Creation awes me, the act of it. And what we have the capacity to create. And both the time span and scope of humankind’s run on earth. I love how things are so much the same and yet so very different…we all love, but the ideal of love is different. We all fear, but the form of our fears is different. We all speak, but language is so different, and I wonder how much we are shaped by these things, how much of them we shape, how the shaping happens.

I went to the British Museum the last day in London, I’ve been there before but every time I go I see new things that I fall in love with, that remain in my memory. Though I know they are stolen. And this visit I found several panels like this, that I know I have seen before but never loved

Figures drawn from stone, once alive, and now disappearing. And they linger as they go, they would have been already gone if they had not been stolen.

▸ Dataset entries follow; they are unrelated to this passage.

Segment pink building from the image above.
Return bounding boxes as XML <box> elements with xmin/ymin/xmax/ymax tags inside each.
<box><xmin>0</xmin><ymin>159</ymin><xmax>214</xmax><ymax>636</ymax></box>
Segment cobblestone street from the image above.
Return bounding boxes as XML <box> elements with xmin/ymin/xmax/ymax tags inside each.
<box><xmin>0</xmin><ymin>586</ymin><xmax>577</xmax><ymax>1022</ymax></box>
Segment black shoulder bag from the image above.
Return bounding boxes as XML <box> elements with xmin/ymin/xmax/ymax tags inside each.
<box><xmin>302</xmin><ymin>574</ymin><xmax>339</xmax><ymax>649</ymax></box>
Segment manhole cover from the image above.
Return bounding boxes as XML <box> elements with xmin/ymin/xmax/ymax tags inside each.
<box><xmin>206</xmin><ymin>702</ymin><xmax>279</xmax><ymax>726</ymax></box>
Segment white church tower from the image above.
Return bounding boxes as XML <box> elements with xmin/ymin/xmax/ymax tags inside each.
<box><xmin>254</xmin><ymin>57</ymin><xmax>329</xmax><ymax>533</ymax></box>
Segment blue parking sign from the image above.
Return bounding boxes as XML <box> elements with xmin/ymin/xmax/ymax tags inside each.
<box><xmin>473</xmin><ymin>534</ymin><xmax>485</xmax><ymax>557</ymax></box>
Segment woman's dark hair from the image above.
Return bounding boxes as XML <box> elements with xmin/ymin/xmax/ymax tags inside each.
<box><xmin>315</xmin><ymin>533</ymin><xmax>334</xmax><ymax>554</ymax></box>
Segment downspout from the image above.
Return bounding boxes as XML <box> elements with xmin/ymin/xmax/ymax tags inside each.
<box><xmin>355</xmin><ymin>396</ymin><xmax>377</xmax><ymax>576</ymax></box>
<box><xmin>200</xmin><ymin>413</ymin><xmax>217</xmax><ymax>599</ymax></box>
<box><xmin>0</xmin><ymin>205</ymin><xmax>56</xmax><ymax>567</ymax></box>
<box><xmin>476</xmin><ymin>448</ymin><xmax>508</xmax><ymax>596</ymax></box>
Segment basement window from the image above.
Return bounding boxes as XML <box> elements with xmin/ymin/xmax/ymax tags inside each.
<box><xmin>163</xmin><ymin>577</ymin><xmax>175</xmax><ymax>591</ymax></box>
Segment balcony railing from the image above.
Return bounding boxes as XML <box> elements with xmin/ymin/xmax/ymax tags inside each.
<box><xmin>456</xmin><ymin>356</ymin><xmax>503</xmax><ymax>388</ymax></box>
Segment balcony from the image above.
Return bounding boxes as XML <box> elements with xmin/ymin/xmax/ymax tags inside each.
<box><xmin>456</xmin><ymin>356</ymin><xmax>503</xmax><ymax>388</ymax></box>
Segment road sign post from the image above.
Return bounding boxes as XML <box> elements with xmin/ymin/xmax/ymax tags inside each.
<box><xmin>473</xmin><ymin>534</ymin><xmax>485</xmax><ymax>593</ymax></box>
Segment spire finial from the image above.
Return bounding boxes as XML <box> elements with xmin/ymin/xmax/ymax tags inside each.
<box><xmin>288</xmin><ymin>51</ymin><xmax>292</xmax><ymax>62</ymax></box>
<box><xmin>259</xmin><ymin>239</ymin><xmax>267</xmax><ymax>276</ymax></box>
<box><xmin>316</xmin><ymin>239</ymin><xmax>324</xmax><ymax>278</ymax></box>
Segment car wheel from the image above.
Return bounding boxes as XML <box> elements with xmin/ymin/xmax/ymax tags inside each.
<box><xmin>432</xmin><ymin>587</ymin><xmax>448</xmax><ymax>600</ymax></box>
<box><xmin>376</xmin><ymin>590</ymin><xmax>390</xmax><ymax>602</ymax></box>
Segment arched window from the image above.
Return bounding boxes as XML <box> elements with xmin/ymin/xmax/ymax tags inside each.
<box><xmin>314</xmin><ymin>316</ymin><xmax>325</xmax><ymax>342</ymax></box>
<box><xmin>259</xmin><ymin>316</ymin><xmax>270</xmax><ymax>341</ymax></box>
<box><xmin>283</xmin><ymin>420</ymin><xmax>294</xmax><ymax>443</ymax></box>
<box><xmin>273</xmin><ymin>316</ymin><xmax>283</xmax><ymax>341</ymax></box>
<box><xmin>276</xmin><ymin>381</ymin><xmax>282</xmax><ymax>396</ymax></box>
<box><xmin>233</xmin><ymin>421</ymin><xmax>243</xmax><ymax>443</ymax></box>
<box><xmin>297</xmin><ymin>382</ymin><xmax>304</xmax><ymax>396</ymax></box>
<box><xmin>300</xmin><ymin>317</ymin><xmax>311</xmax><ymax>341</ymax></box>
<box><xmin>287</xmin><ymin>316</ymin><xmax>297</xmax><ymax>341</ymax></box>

And to me their true beauty lies in this return, this state halfway between sculpture and stone…they remind me of Michelangelo’s slaves escaping from the marble, unfinished. But the slaves are an emergence and these represent a death and I find both hauntingly beautiful. And they fascinate me with the confusion between rock and flesh.

The British Museum is overwhelming of course, after a short time the mind stops taking in things really, overburdened with beauty in glass cases. There was also a stunning display of American prints and etchings from Hopper to Pollock…I love black and white drawings and etchings as well and their collection is fantastic. Go see it if you can.

The other things that stood out this trip? Hawks. I love them in their beauty and purity and unconscious cruelty, they are ultimate predators and represent freedom in a way that few other animals can…and I found this

from ancient Egypt, and this:

from ancient assyria, and this

er…from China perhaps? China I think, or possibly Tibet. And each haunting in its own way, showing something deep rooted to be found across such space and time, something profound. I’ve been trying to write it but my words erase its profundity so I shall just leave it for the now.

Still, I have never been to the British museum when the sun was shining, and that itself was beautiful, the architecture is cold and neo-classical, but the light made it beautiful.